Beaucoup de critiques parlent de Lisbonne comme un des personnages principaux du film, mais je ne vois pas cela. Qu'en pensez-vous ?
On entend ça tout le temps. Un présentateur de radio a souligné que quand on voit Lisbonne au cinéma, c'est toujours les mêmes paysages qu'on voit. Nous avons filmé des endroits qui sont un peu différents des images de carte postale qu’on voit d’habitude. Je pense que je me suis rattaché au sentiment "Oh, c’est la rue où je passe tous les jours". Il y a une rue dont nous sommes tombés amoureux, et que nous avons même filmé trois fois : Rua Damasceno Monteiro. Il y a aussi un endroit spécifique, au long de la promenade, que nous avons filmé parce qu'il est beau, et que j'ai repéré un jour que je marchais en direction de Latoaria. Ça, c’était vraiment une carte postale pour moi.

Peut-être que cela est dû à votre manière de procéder dans la création, mais vous avez composé ici un film très humaniste qui ne parle pas seulement des jeunes gens et des artistes : c’est un film qui parle des vies et des relations humaines. Que vouliez-vous dire à travers ce film ?

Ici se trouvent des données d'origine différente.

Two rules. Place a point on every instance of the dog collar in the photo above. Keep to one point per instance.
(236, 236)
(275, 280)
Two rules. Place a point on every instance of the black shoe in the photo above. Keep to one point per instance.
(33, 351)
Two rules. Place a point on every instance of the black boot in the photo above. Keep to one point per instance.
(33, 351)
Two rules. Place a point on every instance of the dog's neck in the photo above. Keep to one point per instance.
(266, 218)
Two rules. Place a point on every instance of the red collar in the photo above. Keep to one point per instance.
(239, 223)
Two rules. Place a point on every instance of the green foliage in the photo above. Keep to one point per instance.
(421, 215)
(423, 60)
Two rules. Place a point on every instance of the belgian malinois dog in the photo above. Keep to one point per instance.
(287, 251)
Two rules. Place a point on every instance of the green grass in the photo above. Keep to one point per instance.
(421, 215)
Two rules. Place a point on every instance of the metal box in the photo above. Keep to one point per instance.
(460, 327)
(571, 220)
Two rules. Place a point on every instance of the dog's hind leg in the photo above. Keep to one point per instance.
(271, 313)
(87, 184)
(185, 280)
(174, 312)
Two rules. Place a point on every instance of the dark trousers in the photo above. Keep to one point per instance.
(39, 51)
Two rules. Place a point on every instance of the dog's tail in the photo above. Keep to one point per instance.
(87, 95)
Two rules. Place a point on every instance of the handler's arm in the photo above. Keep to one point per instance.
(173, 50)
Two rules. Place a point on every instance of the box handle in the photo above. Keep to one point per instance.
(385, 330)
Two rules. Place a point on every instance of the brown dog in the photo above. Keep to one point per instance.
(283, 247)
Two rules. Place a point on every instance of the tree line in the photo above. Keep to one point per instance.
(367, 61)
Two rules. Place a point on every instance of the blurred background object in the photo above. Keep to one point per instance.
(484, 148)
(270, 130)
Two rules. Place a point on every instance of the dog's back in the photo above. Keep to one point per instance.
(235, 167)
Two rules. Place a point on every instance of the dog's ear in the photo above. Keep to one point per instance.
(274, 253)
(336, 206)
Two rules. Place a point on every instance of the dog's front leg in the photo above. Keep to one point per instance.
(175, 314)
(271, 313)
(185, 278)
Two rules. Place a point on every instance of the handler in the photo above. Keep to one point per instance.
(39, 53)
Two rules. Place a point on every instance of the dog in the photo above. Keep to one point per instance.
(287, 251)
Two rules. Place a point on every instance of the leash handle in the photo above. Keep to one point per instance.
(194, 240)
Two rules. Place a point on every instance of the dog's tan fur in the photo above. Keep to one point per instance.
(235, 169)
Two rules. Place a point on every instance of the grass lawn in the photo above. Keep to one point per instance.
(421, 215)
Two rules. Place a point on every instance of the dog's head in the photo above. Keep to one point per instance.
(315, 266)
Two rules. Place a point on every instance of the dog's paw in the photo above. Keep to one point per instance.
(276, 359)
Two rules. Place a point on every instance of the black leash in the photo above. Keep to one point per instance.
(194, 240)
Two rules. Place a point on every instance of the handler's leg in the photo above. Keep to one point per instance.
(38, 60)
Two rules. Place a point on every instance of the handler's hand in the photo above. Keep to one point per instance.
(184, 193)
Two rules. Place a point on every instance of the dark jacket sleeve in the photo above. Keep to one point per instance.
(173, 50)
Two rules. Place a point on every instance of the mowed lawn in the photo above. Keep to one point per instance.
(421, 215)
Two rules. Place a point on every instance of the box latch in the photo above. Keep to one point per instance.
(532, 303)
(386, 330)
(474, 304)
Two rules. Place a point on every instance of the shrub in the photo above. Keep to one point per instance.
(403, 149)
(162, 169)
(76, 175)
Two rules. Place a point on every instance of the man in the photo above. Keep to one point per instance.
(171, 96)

Je ne serai jamais capable de répondre à cette question avant de faire un film. C’est la question que je me pose toujours à moi-même. Le film n’est pas juste un point de vue : c’est une invitation. Ce n’est pas exactement une proposition au monde : ça parle de ce que je veux pour ma vie.

Le film date de 2017. Nous sommes à présent en 2019 et ce n’est que maintenant qu’il sort dans les cinémas de votre pays. Pouvez-vous nous parler de la distribution ?
Nous avons beaucoup eu beaucoup de chance dans les festivals. J’aurais bien aimé que le film sorte avant au Portugal. Il est sorti au Brésil en mars, et maintenant le voilà dans les salles portugaises. C’est une grande victoire, car il est extrêmement difficile ici de distribuer des films de cette taille, avec un petit budget et une vision radicale. C’est un moment de crise en terme de distribution dans le pays, mais je suis vraiment content de l’idée que d’ici la fin de l’année, le film sera disponible sur les services de streaming, parce que c’est un film que nous avons fait pour qu'il soit montré au public.